Pekte haksız sayılmazdı aslında
Çünkü yazdığı her bir cümlesi insanın bir can parça alışı kadar yakıcıydı
Anlam vermiş değildim bu deli haline,
Ne kadar sorsam anlatmak için yalvarsam yıpransam
Hep kaçıp gidiyordu. Konuşmak istemezdi hiçbir zaman…
O dirilerden çok ölülerle konuşan biriydi,
Ne zaman aklına o yar gelse, dünyanın kötü gidişatı gelse,
Kendine en yakın bulduğu mezarlığa gider,
Hiç tanımadığı bir mezarın başına oturur ağlardı
Haşa! İsyan etmiyordu ama çokta kızıyordu ölülere…

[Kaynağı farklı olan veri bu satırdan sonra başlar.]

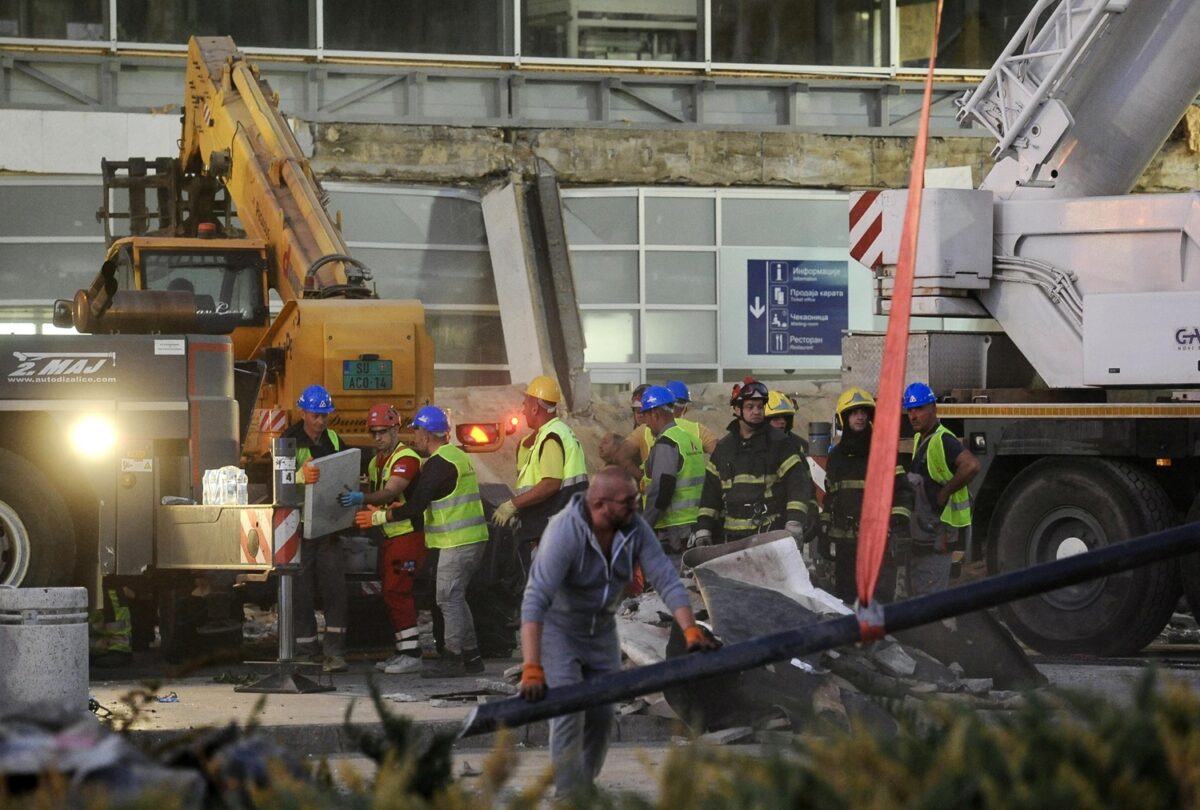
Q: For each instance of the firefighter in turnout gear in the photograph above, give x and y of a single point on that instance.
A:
(757, 478)
(845, 489)
(675, 474)
(402, 552)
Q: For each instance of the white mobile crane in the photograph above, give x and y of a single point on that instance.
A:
(1097, 437)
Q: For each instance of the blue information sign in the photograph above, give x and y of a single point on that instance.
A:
(796, 306)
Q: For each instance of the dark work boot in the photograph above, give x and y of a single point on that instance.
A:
(472, 661)
(448, 666)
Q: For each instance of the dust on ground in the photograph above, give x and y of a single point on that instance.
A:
(814, 401)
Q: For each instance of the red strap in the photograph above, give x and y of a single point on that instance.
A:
(873, 533)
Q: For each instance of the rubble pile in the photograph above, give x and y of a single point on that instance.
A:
(761, 587)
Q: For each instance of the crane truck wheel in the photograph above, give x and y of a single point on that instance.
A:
(36, 534)
(1060, 507)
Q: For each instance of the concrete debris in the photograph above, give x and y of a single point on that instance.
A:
(760, 586)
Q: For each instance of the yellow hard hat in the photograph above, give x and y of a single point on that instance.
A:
(779, 405)
(545, 389)
(851, 399)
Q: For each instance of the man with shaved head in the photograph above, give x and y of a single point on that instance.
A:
(568, 627)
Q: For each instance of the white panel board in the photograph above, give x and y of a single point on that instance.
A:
(339, 474)
(1141, 339)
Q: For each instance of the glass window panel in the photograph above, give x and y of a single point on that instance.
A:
(681, 221)
(801, 33)
(972, 35)
(611, 336)
(409, 219)
(467, 337)
(262, 23)
(605, 276)
(664, 30)
(49, 211)
(681, 277)
(448, 27)
(785, 222)
(48, 271)
(600, 220)
(432, 276)
(53, 19)
(681, 336)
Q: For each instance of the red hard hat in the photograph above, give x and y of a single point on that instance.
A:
(383, 415)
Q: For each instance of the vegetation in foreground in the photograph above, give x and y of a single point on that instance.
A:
(1057, 750)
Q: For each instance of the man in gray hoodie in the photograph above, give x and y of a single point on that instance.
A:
(568, 627)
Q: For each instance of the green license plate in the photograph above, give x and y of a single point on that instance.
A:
(366, 375)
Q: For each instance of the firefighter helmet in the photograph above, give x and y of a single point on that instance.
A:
(316, 400)
(851, 400)
(545, 389)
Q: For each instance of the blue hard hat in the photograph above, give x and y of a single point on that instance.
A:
(432, 420)
(678, 390)
(917, 395)
(316, 400)
(657, 396)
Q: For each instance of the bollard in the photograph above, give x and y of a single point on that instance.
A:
(43, 646)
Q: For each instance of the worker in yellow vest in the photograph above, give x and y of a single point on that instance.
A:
(447, 493)
(675, 474)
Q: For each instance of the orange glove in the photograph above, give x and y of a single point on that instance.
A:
(533, 682)
(699, 641)
(369, 517)
(311, 473)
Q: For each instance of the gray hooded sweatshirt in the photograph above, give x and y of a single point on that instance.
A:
(575, 588)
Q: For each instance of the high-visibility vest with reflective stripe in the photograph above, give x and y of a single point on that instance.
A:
(379, 478)
(684, 505)
(305, 454)
(958, 508)
(456, 520)
(575, 471)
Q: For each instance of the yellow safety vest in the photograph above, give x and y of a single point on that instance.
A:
(379, 478)
(958, 508)
(684, 505)
(456, 520)
(575, 471)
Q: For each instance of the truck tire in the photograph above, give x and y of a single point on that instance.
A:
(1060, 507)
(37, 544)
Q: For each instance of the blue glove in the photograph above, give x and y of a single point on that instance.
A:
(351, 498)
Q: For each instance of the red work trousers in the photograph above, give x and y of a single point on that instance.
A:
(400, 559)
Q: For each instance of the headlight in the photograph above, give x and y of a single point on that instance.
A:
(93, 437)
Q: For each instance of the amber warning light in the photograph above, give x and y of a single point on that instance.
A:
(480, 437)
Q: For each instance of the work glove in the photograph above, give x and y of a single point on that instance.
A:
(533, 682)
(700, 640)
(351, 498)
(367, 519)
(505, 514)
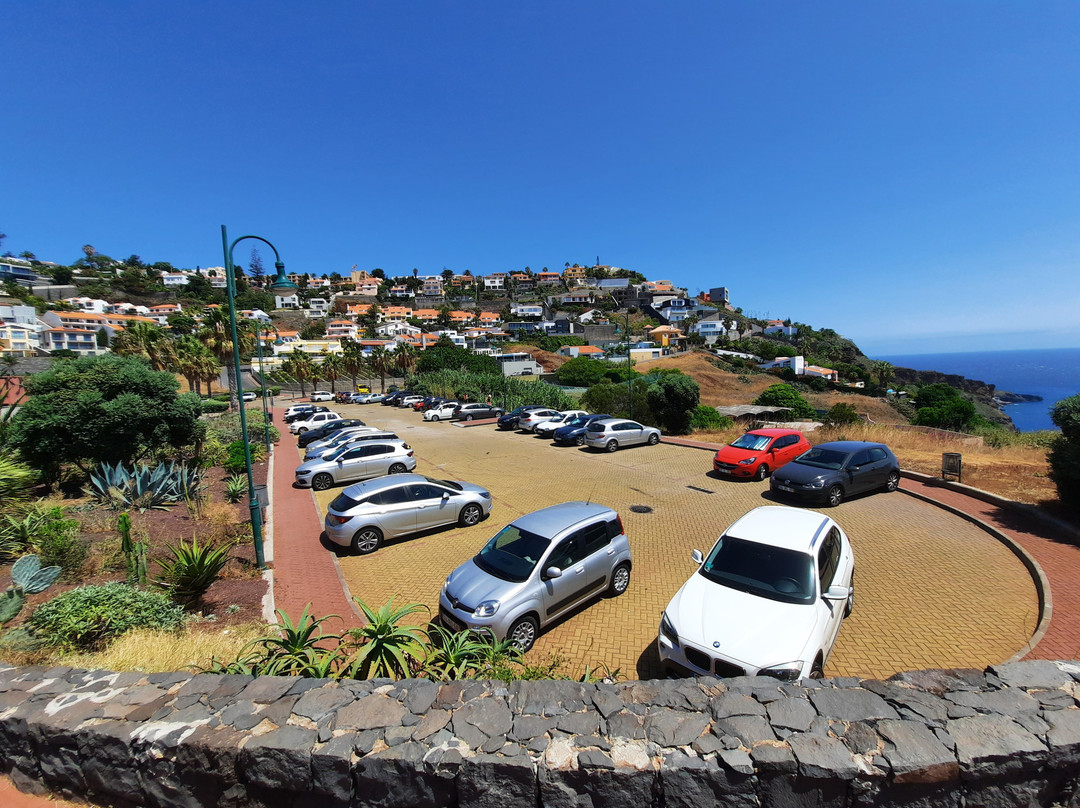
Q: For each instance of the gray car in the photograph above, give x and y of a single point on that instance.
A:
(366, 514)
(615, 433)
(536, 569)
(831, 472)
(355, 461)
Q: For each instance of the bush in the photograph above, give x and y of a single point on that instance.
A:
(90, 617)
(709, 419)
(842, 414)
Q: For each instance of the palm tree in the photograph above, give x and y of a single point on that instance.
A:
(300, 366)
(143, 339)
(216, 334)
(332, 369)
(405, 358)
(382, 363)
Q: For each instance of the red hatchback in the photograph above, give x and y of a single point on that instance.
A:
(759, 452)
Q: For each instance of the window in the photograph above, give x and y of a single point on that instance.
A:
(828, 559)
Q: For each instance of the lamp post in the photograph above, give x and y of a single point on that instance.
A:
(280, 284)
(630, 388)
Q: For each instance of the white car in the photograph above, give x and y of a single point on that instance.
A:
(547, 428)
(316, 419)
(768, 600)
(441, 412)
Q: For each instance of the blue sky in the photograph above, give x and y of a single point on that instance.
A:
(905, 173)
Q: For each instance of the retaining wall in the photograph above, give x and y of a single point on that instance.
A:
(1007, 736)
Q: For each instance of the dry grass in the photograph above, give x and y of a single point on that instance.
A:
(153, 651)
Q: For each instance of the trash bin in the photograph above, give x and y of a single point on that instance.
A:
(952, 465)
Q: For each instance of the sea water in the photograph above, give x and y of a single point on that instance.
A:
(1053, 374)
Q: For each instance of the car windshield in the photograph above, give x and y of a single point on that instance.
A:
(822, 458)
(761, 569)
(752, 443)
(512, 554)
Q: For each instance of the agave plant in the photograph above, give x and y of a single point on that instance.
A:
(143, 486)
(192, 570)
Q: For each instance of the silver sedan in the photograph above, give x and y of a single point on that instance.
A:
(366, 514)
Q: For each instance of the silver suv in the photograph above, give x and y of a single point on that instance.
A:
(536, 569)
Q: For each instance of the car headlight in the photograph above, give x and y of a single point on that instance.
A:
(785, 672)
(669, 630)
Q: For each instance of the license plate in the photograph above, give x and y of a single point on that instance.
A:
(451, 623)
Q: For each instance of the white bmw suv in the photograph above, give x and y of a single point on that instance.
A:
(767, 601)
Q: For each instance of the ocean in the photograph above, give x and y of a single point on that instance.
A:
(1053, 374)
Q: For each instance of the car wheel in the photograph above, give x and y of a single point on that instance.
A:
(620, 580)
(470, 515)
(366, 540)
(523, 633)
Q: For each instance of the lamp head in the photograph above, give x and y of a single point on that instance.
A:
(281, 284)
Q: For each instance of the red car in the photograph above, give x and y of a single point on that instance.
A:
(759, 452)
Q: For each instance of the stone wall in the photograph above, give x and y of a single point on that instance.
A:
(1007, 736)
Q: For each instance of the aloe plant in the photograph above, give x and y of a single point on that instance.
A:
(143, 486)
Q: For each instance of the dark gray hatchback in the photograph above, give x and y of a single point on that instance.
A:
(831, 472)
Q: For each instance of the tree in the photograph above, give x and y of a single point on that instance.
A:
(382, 363)
(332, 369)
(674, 400)
(785, 395)
(1064, 455)
(100, 409)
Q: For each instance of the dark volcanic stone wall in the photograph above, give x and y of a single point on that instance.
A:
(1007, 736)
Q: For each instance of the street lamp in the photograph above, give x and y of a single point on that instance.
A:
(280, 285)
(630, 389)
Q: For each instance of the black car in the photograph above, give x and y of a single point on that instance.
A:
(510, 419)
(832, 471)
(574, 433)
(327, 429)
(306, 413)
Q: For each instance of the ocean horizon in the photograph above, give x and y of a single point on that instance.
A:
(1053, 374)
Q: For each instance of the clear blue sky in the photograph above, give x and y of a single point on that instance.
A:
(906, 173)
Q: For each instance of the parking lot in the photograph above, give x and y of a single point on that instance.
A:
(932, 590)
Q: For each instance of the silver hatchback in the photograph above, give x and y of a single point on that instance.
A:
(613, 433)
(365, 514)
(536, 569)
(355, 461)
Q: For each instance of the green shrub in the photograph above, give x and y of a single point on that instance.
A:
(709, 419)
(90, 617)
(192, 570)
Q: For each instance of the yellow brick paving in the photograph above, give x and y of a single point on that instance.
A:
(931, 589)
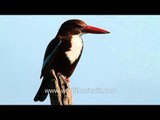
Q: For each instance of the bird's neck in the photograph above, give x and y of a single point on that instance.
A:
(75, 49)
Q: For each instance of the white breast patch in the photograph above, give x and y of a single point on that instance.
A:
(75, 49)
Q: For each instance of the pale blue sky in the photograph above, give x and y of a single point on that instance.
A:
(124, 63)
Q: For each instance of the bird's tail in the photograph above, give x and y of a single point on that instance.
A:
(42, 94)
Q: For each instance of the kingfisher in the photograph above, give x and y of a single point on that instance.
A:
(64, 52)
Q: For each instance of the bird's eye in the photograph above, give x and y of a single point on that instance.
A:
(77, 26)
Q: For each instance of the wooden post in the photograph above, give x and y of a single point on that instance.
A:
(61, 93)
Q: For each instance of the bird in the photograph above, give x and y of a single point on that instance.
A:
(64, 52)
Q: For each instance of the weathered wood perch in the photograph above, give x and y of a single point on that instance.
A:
(61, 93)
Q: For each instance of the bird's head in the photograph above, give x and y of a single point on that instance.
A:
(76, 26)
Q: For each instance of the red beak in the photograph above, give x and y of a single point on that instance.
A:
(94, 30)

Öyle bir haykırırdı ki, mezarlığın içinde,
Mezar da yatan ölü bile çektiği cehennem azabını unuturdu
Çığlıklarıyla, haykırışlarıyla sağır olurdu koca şehir…
Hiçbir zaman gündüzde gitmezdi mezarlığa
Hep gecenin karanlık deminde tutardı o yolu…
Gündüzlerden nedense nefret ederdi, kendisiyle ne kadar gündüzleri buluşmak istesem de ret ederdi hep…
İnsanların gündüz bile bazen girmekten korktuğu ve girmeye cesaret etmediği şehrin en büyük mezarlığa gecenin en koyu deminde sessiz sedasız bir vakitte giderdi hep…
Hep sormuşumdur “ölülerden korkmuyorsun?” diye
Cevabı can yakıcıydı “onlar diri olanlar kadar korkutmazlar beni” derdi hep…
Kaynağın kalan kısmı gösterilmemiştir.